A good short term solution would be encouraging the more rapid deployment of community energy storage (CES) technology. CES involves locating relatively small (25-75 kW) distributed stationary batteries in neighborhoods, each battery servicing a few houses or small commercial loads. Each CES battery provides back-up power to the connected loads and support to the local electricity distribution system. In addition, by using advanced control software, multiple CES units can be networked together to provide a multi-megawatt power resource, which can be used to support wholesale electricity transmission, ensure power quality and balance variable renewable electricity generation on the grid.

CES will also play a critical role in supporting the market for PEV’s. One of the greatest threats to the PEV market is the fragility of local electricity distribution networks. Many such networks will not be able to handle multiple homeowners served by the same substation coming home after work, plugging in their cars, and turning on their TV’s and air conditioners, all at the same time. PEV-related blackouts and brownouts will significantly sour the market for PEV’s, both among consumers and local regulators. Market surveys indicate that 98% of PEV owners expect to charge their PEV’s at home. But recent experience indicates that time of day charging may not be well accepted. Consumers want their side of the grid to remain dumb. When a consumer plugs in her PEV, she wants it charged immediately, not at the convenience of the local utility.

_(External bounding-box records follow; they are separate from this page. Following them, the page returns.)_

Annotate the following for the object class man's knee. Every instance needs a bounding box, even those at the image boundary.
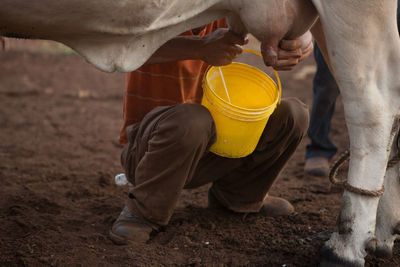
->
[163,103,216,146]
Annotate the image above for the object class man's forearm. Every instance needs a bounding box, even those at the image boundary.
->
[144,36,203,65]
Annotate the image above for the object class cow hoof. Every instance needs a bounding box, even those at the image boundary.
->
[374,246,393,259]
[319,246,364,267]
[365,238,376,254]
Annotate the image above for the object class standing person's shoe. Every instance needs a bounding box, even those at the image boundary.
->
[109,206,153,245]
[304,157,329,177]
[208,190,294,217]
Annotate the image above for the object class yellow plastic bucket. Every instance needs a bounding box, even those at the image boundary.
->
[201,49,281,158]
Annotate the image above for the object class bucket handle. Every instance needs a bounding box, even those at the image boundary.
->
[243,48,282,104]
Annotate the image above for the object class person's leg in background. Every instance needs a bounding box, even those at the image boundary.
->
[304,45,339,176]
[304,0,400,176]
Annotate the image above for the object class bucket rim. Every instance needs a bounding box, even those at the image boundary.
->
[202,62,281,112]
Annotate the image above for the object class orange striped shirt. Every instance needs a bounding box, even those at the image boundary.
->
[119,19,226,145]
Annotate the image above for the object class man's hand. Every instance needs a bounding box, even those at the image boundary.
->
[272,31,314,70]
[197,29,249,66]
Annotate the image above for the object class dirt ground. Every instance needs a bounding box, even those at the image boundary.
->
[0,40,400,266]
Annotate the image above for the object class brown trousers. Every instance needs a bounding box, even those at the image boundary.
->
[121,98,309,225]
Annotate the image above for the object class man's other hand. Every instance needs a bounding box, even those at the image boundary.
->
[197,29,249,66]
[272,31,314,70]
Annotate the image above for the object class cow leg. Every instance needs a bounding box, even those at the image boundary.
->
[375,127,400,258]
[313,0,400,266]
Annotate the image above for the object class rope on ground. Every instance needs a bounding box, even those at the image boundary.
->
[329,149,400,197]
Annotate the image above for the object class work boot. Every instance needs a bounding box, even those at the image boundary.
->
[304,157,329,177]
[109,206,153,245]
[208,190,294,217]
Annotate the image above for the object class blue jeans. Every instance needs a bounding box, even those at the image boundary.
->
[306,4,400,159]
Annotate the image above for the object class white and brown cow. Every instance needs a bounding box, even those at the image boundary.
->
[0,0,400,266]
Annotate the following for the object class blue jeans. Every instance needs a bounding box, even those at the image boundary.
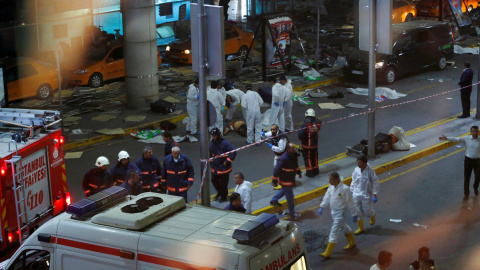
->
[272,186,295,216]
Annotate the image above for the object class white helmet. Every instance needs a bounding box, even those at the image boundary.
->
[305,109,315,117]
[95,156,110,167]
[118,150,130,161]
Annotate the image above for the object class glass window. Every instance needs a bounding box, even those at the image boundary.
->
[8,249,50,270]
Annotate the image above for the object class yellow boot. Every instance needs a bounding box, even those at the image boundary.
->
[343,232,357,251]
[370,215,377,225]
[318,242,335,259]
[355,219,365,235]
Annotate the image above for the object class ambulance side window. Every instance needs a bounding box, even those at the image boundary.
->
[8,249,50,270]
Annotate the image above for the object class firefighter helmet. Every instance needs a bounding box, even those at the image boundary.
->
[118,150,130,161]
[305,109,315,117]
[95,156,110,167]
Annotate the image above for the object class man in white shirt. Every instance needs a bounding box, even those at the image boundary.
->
[318,172,358,259]
[268,77,287,130]
[438,126,480,201]
[280,75,293,132]
[233,172,252,214]
[207,81,225,134]
[350,156,380,235]
[370,250,392,270]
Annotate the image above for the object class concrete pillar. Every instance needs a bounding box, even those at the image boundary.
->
[122,0,159,109]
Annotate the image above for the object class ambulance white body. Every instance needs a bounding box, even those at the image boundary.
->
[0,187,310,270]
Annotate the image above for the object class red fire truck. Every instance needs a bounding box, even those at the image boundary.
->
[0,108,70,258]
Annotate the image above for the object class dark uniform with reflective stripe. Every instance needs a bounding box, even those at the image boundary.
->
[135,155,162,191]
[109,161,141,186]
[298,116,322,177]
[82,167,109,197]
[210,137,237,201]
[162,155,194,202]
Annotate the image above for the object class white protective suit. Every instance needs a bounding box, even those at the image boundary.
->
[320,181,356,243]
[270,83,287,130]
[187,83,200,134]
[262,131,287,168]
[283,80,293,131]
[207,86,225,134]
[235,181,253,214]
[225,89,245,120]
[241,90,263,143]
[350,164,380,218]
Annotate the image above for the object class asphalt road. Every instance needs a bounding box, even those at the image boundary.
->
[62,55,477,205]
[297,138,480,270]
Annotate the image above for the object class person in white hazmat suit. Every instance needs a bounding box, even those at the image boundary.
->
[207,81,225,134]
[241,84,263,144]
[187,79,200,135]
[318,172,358,259]
[350,156,380,235]
[268,77,287,130]
[280,75,293,132]
[225,89,245,122]
[233,172,253,214]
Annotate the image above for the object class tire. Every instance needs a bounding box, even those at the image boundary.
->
[405,13,413,22]
[237,45,248,58]
[437,55,447,70]
[37,83,52,99]
[88,72,103,88]
[384,67,397,84]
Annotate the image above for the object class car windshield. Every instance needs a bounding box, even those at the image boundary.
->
[84,47,108,61]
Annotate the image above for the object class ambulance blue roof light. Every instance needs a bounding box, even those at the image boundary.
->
[232,213,279,243]
[66,186,128,217]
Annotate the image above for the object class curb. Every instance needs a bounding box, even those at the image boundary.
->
[252,139,458,215]
[63,76,343,151]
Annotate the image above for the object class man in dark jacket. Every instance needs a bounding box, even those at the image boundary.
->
[458,62,473,118]
[120,169,143,196]
[82,156,110,197]
[270,143,302,220]
[298,109,322,177]
[162,146,194,202]
[135,146,162,192]
[210,128,237,203]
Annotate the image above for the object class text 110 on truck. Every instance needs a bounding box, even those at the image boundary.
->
[0,108,70,259]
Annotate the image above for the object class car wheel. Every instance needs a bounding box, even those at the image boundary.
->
[405,13,413,22]
[37,83,52,99]
[385,67,397,84]
[237,45,248,58]
[88,73,103,88]
[437,55,447,70]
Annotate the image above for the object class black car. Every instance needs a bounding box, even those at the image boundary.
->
[344,21,453,84]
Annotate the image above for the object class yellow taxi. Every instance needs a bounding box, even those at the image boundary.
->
[166,25,255,64]
[62,41,162,87]
[5,58,58,101]
[392,0,417,23]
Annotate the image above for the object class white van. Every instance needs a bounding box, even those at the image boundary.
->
[0,186,309,270]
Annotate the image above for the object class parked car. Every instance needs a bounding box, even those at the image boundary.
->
[5,58,58,101]
[392,0,417,23]
[62,41,162,87]
[166,25,255,64]
[344,21,453,84]
[415,0,480,17]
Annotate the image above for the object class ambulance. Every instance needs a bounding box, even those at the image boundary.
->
[0,186,310,270]
[0,108,70,260]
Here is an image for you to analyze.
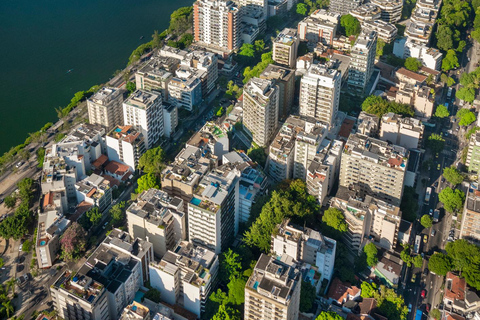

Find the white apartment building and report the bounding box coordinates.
[379,112,425,149]
[272,28,300,68]
[298,9,340,45]
[105,126,147,172]
[150,241,220,318]
[188,164,241,254]
[123,90,163,149]
[340,133,408,206]
[299,64,342,127]
[87,87,125,132]
[244,253,302,320]
[168,66,205,111]
[126,189,186,258]
[371,0,403,24]
[243,78,280,146]
[362,20,398,43]
[348,30,377,91]
[193,0,242,51]
[271,220,337,283]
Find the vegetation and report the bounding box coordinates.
[443,166,463,186]
[60,222,87,261]
[405,57,422,72]
[435,104,450,119]
[362,95,414,117]
[340,14,361,37]
[244,180,319,253]
[322,207,348,233]
[438,187,465,212]
[363,242,378,267]
[420,214,433,229]
[135,173,160,194]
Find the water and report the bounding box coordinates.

CES solves all of these problems. By locating batteries in neighborhoods, immediately proximate to consumer load, utilities can wheel electricity into neighborhoods at times of low demand and let consumers use it at the consumers’ convenience. CES will permit electricity distribution systems to handle widespread PEV recharging at peak times but permit grid operators the flexibility to manage the acquisition and transmission of electricity in the most efficient way possible. American Electric Power and DTE Energy both have pilot CES projects under study.

Most importantly, the types of batteries used in CES systems can be the same or very similar to the types of batteries used in PEV’s. The same factories built with ARRA funds to produce PEV batteries can be used to produce batteries for CES. Demand for CES systems would keep those factories operating at full capacity and their work forces fully and productively employed.

Sections 3-5 of the Electric Drive Vehicle Deployment Act of 2010 (H.R. 5442) anticipate investing billions of federal dollars in public recharging infrastructure for PEV’s. No doubt this investment would be helpful. But the lack of public recharging infrastructure is not the principal barrier to widespread adoption of PEV’s – the principal barrier is the high cost of advanced PEV batteries. Those costs can only be reduced by increasing the volume of advanced batteries produced and the experience (and resulting innovation) of American battery manufacturers in working with lithium-ion technology. Investing heavily in CES systems will permit this to occur.

I would urge you in considering the next energy bill to prioritize the needs of electric drive carefully. Top priority should be given to investing in CES systems — and to making sure those investments are made quickly.